Higgins riss sich aus seinen Träumen und ging zurück zu seinem Geschäft. Über die Themse zog ein steifer Wind, der den Herbst ankündigte. Wieder ein Winter ohne Ambra, dachte der Schneider. Manchmal wünschte er, er könnte sich dieses heisse Eisen aus der Brust reissen, manchmal hoffte er, es möge ihn verbrennen.
Higgins betrat seinen Laden durch die Hintertür, weil er vor dem Öffnen noch einige Momente für sich haben wollte. Als er das Entrée betrat, sah er, dass aus diesem Wunsch nichts wurde.
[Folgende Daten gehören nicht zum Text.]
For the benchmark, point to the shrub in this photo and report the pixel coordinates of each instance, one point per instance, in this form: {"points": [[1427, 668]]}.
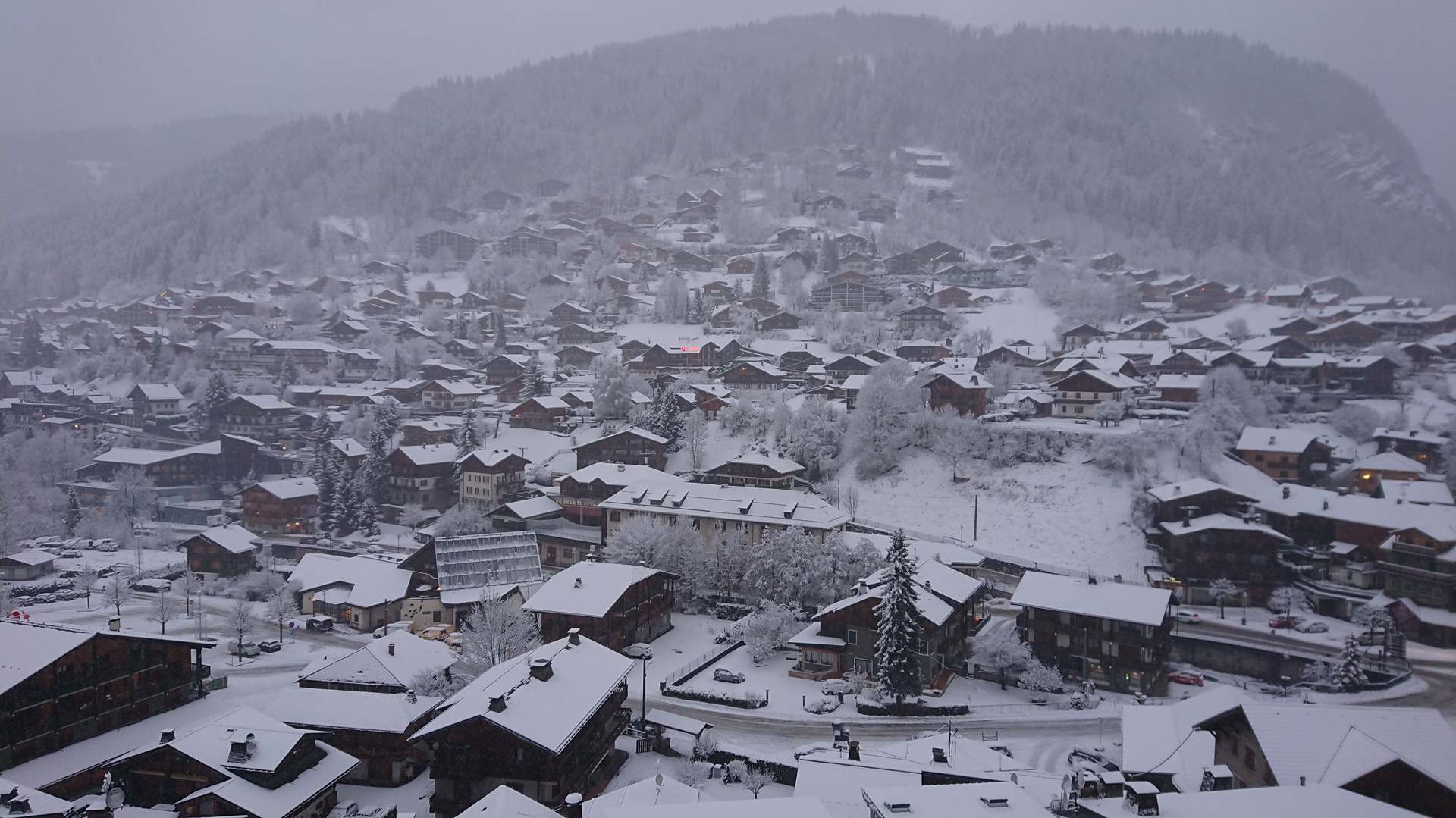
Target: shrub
{"points": [[821, 707], [747, 700], [909, 709]]}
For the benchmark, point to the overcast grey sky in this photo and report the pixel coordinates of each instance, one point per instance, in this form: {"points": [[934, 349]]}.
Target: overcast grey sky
{"points": [[82, 63]]}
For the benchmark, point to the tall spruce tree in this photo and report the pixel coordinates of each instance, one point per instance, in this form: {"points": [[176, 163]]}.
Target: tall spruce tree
{"points": [[31, 341], [287, 373], [761, 277], [468, 440], [897, 618], [1350, 674]]}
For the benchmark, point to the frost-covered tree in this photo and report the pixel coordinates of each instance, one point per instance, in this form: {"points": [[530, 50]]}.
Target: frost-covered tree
{"points": [[878, 431], [287, 373], [766, 629], [897, 620], [1348, 672], [610, 392], [1040, 679], [164, 609], [1003, 651], [468, 440], [281, 604], [761, 277], [1354, 421], [1222, 590], [495, 631], [695, 437]]}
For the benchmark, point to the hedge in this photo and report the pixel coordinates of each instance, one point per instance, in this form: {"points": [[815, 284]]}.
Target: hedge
{"points": [[910, 709], [748, 702]]}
Da lehnte jemand mit dem Rücken zur Türe an seinem Geschäft. Im ersten Moment war es nur ein schwarzer Zustand, der sich an das Glas drückte. Erst auf den zweiten Blick erkannte Higgins, dass da ein wohlgeformter Frauenkörper ganz in Schwarz gewandet an seiner Tür lehnte. Higgins klopfte auf Kopfhöhe sachte an die Scheibe.
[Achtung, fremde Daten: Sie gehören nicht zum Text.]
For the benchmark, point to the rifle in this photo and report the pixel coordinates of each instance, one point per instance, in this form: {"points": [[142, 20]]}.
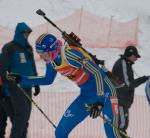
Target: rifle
{"points": [[73, 39], [70, 38]]}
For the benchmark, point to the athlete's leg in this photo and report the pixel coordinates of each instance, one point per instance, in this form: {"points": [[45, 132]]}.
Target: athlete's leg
{"points": [[110, 111], [73, 116]]}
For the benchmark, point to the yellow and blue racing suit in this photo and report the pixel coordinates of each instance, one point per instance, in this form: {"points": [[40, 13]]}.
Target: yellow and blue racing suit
{"points": [[94, 84]]}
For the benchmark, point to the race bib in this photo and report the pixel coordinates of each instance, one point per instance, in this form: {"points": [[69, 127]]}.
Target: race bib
{"points": [[114, 103]]}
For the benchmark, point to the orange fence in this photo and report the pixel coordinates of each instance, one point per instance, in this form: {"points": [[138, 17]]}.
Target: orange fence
{"points": [[55, 103]]}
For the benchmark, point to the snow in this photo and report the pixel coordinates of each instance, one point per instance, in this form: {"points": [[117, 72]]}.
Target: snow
{"points": [[14, 11]]}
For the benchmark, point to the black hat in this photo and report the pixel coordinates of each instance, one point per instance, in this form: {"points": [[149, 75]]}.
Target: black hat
{"points": [[131, 50]]}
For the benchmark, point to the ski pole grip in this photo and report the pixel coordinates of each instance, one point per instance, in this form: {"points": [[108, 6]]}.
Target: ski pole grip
{"points": [[40, 12]]}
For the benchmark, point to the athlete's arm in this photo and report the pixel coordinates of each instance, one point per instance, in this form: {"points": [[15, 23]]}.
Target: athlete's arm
{"points": [[79, 60], [41, 80]]}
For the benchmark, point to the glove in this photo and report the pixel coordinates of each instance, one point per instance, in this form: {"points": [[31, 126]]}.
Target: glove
{"points": [[95, 109], [144, 78], [70, 37], [37, 90], [13, 77]]}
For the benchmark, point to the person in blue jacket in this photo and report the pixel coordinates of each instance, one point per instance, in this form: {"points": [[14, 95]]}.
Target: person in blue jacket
{"points": [[96, 90], [18, 58]]}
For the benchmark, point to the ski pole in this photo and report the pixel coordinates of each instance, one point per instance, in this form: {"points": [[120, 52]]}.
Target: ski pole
{"points": [[109, 122], [67, 37], [64, 34], [30, 99]]}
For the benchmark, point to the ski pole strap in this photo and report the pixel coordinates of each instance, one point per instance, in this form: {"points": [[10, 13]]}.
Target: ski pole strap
{"points": [[30, 99], [109, 122]]}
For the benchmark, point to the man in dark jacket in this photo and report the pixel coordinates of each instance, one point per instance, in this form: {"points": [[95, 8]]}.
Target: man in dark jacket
{"points": [[123, 70], [6, 108], [18, 58]]}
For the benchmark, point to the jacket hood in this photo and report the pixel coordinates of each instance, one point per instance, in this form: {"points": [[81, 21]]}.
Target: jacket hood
{"points": [[126, 59], [19, 37]]}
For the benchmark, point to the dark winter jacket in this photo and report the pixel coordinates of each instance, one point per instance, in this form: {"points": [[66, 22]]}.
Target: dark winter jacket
{"points": [[123, 70], [18, 54]]}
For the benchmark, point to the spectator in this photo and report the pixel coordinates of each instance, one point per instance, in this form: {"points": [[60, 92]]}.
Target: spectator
{"points": [[6, 108], [18, 58], [124, 71]]}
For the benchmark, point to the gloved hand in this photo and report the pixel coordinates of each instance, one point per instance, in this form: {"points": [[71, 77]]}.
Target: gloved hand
{"points": [[13, 77], [37, 90], [95, 109], [144, 78], [70, 37]]}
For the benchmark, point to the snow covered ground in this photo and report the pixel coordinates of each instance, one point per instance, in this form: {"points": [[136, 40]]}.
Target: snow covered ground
{"points": [[14, 11]]}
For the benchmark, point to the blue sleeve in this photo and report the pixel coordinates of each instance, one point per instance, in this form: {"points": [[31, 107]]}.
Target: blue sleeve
{"points": [[79, 60], [41, 80]]}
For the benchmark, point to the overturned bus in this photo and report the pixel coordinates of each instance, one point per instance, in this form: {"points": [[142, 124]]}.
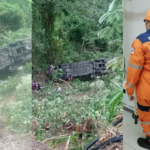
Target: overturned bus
{"points": [[79, 69]]}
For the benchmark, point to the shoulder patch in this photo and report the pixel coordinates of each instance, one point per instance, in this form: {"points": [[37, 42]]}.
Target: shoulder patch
{"points": [[132, 52], [144, 37]]}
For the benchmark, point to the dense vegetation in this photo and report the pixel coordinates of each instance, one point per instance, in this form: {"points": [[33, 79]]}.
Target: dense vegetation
{"points": [[66, 31], [62, 32], [15, 20]]}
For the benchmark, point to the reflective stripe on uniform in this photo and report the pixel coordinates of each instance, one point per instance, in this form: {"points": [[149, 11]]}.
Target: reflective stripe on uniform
{"points": [[135, 67], [145, 122], [143, 108], [130, 85]]}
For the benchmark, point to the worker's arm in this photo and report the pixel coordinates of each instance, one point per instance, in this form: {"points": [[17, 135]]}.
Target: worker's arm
{"points": [[135, 66]]}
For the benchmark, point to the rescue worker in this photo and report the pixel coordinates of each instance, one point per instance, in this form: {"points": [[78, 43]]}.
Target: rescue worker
{"points": [[138, 77]]}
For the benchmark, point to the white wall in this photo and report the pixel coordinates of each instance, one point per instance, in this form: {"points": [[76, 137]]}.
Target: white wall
{"points": [[134, 12]]}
Da wirbelte ein Kopf herum, umweht von einer schwarzen Pracht an vollem, glänzendem Haar, und Higgins blickte in ein wunderschönes Frauengesicht von bestechender Reife, wie er es seit Jahren, seit dem Tod seiner Frau, nicht mehr gesehen hatte. Der Schneider starrte einen Moment lang in das Gesicht, bis dieses sanft die Augenbrauen hob, Higgins ein Lächeln schenkte und ihm ein Zeichen gab, ob er wohl die Türe öffnen würde. Er erkannte die Frau, obwohl sie sich noch nie persönlich begegnet waren.
Higgins riss sich aus seiner Verwunderung, öffnete elegant die Türe und sagte freundlich: «Seien Sie gegrüsst, Lady Ava.»
«Vielen Dank, Mister Higgins.» Sie schritt leicht schwebend an ihm vorbei.
Ava Gardner war auf eigenwillige Art gekleidet – eine Mischung aus Leder, Seide und festes, dicht gewobenes Leinen, die an manchen Stellen von Eisenteilen zusammengehalten wurde. Alles in Schwarz. Dagegen hielten ihre leuchtend roten Lippen, ihr blasser Hautton und ihre eisblaue Augen. Die Besucherin bewegte sich langsam in seinen Empfangsraum. Sie war eine Frau mit grosser Wirkung, die sie auch einzusetzen wusste.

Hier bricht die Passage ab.